Reception to follow.
The availability of positional information is of extreme importance in numerous commercial, health-care, public safety, and military applications. The coming years will see the emergence of location-aware networks with sub-meter localization accuracy, minimal infrastructure, and robustness in harsh (GPS challenged) environments. To reach this goal we advocate network localization and navigation, a new paradigm that exploits a combination of wideband transmission and spatiotemporal cooperation. In particular, our work has addressed this problem from three perspectives: theoretical framework, cooperative algorithms, and network experimentation. We will give a brief technical overview of our research results in this exciting field.

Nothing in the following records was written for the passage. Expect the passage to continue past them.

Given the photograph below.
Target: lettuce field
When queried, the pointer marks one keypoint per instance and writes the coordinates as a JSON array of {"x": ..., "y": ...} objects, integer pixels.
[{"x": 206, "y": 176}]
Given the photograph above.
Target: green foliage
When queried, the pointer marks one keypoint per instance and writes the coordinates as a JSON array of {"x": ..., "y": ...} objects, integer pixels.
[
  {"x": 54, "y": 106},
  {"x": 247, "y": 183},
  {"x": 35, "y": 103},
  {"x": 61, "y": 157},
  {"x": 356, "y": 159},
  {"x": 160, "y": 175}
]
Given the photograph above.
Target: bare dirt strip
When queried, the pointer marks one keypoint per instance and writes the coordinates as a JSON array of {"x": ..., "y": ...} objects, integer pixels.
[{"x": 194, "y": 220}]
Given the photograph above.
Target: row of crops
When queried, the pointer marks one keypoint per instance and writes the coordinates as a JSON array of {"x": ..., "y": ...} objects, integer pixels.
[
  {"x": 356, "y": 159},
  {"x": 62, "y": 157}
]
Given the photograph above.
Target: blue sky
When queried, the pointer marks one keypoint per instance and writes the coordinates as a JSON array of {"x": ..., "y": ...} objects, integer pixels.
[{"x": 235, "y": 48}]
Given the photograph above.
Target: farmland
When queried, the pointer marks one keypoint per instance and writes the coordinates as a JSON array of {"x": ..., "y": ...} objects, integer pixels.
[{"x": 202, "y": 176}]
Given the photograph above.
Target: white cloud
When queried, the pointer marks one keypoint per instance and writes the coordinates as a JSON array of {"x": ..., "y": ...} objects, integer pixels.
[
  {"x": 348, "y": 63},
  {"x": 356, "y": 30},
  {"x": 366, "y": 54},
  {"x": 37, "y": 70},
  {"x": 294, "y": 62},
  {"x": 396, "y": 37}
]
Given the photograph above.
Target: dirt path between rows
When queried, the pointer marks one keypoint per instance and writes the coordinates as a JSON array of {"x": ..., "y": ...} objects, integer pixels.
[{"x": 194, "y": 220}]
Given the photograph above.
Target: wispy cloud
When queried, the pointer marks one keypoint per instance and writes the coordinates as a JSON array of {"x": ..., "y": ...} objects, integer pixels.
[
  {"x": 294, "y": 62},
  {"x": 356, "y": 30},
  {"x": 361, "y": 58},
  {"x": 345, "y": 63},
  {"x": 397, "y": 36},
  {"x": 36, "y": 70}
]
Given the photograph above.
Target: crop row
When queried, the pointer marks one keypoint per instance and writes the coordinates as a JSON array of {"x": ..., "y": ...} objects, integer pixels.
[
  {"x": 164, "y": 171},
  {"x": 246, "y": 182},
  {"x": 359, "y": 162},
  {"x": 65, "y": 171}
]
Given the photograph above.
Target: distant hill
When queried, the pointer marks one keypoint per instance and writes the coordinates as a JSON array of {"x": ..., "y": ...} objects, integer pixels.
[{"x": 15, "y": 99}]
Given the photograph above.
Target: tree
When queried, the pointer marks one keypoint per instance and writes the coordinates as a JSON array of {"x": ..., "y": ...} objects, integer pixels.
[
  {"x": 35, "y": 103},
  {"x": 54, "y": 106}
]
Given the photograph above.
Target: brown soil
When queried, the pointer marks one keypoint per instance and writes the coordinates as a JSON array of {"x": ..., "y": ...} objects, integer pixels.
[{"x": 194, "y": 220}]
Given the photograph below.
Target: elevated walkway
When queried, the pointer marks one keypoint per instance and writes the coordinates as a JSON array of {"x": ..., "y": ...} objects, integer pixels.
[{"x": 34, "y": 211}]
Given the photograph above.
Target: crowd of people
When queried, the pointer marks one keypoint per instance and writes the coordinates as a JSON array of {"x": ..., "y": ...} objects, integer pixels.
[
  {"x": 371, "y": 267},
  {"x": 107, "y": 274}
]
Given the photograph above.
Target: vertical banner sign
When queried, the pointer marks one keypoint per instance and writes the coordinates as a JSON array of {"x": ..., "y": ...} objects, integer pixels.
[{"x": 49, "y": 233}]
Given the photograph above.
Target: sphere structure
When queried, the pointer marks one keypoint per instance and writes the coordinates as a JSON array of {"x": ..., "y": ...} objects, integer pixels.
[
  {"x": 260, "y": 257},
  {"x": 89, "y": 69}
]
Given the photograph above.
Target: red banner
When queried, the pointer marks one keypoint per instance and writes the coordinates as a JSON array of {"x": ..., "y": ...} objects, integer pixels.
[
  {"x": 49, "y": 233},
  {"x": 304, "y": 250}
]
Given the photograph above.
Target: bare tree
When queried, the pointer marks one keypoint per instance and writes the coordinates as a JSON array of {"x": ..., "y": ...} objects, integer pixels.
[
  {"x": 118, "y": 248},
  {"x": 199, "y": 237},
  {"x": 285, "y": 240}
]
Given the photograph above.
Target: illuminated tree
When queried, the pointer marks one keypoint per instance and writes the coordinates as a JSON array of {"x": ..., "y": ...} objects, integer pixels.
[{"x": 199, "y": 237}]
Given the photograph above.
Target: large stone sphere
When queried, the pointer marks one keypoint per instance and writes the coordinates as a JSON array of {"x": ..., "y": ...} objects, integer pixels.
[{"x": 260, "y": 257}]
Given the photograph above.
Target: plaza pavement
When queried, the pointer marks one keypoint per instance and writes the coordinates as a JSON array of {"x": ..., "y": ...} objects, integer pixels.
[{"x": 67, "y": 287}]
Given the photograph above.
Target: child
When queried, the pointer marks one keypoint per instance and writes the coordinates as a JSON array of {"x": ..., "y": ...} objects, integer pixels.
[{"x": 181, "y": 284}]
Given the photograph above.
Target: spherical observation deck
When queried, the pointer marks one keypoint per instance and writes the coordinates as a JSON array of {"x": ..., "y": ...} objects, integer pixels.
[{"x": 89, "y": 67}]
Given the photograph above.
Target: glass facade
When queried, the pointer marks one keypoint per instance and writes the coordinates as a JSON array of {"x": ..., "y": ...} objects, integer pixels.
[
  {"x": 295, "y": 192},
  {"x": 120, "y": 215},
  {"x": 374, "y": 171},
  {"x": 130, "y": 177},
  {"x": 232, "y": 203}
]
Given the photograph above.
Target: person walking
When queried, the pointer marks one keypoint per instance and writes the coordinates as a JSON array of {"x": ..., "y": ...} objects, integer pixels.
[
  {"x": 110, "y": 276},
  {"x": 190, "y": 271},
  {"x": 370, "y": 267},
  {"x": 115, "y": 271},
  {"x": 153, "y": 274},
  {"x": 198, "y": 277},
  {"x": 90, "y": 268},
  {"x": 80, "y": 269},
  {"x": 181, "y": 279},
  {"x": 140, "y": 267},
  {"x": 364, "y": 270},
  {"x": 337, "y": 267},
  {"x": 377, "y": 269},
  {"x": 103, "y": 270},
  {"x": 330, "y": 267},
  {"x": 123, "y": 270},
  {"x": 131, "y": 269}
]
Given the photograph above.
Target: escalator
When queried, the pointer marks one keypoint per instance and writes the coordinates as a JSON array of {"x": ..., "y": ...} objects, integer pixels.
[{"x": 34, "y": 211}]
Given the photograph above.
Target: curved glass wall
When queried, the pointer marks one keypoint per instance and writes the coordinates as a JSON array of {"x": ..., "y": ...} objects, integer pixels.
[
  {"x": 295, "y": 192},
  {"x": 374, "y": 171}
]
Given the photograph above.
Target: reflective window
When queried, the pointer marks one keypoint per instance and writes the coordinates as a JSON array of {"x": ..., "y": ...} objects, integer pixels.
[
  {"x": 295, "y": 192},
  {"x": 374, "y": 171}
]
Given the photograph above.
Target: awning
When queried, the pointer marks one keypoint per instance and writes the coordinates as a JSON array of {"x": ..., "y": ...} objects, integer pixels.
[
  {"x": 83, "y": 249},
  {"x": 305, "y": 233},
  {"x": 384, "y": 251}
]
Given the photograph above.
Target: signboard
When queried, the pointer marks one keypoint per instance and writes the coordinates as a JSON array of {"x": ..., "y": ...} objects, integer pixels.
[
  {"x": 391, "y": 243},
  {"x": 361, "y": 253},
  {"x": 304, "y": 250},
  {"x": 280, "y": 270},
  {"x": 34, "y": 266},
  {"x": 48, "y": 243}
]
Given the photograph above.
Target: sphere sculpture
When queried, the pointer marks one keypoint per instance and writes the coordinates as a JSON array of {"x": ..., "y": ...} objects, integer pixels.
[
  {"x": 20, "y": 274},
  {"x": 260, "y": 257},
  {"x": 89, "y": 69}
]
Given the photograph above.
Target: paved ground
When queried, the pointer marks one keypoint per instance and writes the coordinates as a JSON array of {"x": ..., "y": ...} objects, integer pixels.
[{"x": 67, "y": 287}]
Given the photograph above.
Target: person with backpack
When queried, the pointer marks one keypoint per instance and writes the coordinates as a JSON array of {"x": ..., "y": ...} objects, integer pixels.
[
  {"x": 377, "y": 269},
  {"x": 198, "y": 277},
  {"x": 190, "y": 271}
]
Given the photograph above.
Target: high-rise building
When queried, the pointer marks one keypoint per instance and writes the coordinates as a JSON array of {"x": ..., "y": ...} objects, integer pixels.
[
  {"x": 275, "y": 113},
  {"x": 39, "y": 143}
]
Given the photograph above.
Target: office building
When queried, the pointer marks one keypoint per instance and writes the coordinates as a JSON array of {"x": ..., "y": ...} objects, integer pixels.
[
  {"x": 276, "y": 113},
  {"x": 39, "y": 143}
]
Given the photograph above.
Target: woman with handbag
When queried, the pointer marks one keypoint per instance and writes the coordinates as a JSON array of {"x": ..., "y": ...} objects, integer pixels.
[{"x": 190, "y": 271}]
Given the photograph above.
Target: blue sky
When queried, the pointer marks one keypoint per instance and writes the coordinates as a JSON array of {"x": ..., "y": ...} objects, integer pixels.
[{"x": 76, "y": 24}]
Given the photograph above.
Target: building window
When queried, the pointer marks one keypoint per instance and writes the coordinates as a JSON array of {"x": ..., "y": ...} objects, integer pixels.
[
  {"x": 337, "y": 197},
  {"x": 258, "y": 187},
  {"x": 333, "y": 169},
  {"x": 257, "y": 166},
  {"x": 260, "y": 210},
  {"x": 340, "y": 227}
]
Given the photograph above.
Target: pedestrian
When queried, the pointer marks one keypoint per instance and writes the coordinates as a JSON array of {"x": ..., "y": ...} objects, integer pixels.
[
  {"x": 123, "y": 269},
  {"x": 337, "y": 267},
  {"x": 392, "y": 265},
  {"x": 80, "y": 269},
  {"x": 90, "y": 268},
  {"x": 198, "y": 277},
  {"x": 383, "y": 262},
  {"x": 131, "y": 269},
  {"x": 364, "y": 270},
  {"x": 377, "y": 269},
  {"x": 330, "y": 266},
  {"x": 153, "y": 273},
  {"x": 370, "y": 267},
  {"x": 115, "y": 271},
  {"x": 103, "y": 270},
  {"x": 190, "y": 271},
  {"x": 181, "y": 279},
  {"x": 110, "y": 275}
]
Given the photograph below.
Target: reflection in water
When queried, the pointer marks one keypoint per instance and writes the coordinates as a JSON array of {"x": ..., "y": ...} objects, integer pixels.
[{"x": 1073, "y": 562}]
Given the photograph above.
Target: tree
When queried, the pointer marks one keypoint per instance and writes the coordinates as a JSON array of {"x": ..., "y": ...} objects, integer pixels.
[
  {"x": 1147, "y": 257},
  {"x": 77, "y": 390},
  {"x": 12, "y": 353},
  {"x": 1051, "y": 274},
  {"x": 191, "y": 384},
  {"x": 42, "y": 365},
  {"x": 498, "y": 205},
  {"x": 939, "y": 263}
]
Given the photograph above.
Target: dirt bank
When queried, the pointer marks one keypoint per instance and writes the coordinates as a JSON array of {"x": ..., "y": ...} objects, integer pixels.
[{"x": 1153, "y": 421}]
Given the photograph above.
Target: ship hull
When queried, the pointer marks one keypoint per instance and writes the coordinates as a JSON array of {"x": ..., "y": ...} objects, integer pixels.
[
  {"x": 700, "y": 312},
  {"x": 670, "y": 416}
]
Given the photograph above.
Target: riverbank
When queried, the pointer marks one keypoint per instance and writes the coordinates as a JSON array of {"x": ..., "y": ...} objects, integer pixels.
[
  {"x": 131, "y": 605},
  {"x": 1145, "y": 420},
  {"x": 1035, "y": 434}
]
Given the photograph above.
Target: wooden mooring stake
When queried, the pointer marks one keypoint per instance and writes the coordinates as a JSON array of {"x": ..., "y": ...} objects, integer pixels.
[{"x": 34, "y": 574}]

Moe Win is a Professor at the Massachusetts Institute of Technology (MIT). Prior to joining MIT, he was at AT&T Research Laboratories for five years and at the Jet Propulsion Laboratory for seven years. His research encompasses fundamental theories, algorithm design, and experimentation for a broad range of real-world problems. His current research topics include network localization and navigation, network interference exploitation, intrinsic wireless network secrecy, adaptive diversity techniques, and ultra-wide bandwidth systems.
Professor Win is a Fellow of the AAAS, the IEEE, and the IET, and was an IEEE Distinguished Lecturer. He is an elected Member-at-Large on the IEEE Communications Society Board of Governors (2011−2013). He was the Chair (2004−2006) and Secretary (2002−2004) for the Radio Communications Committee of the IEEE Communications Society. He was honored with two IEEE Technical Field Awards: the IEEE Kiyo Tomiyasu Award and the IEEE Eric E. Sumner Award (jointly with Professor R. A. Scholtz). He received the International Prize for Communications Cristoforo Colombo, the Copernicus Fellowship, the Royal Academy of Engineering Distinguished Visiting Fellowship, the Fulbright Fellowship, the Laurea Honoris Causa from the University of Ferrara, and the U.S. Presidential Early Career Award for Scientists and Engineers.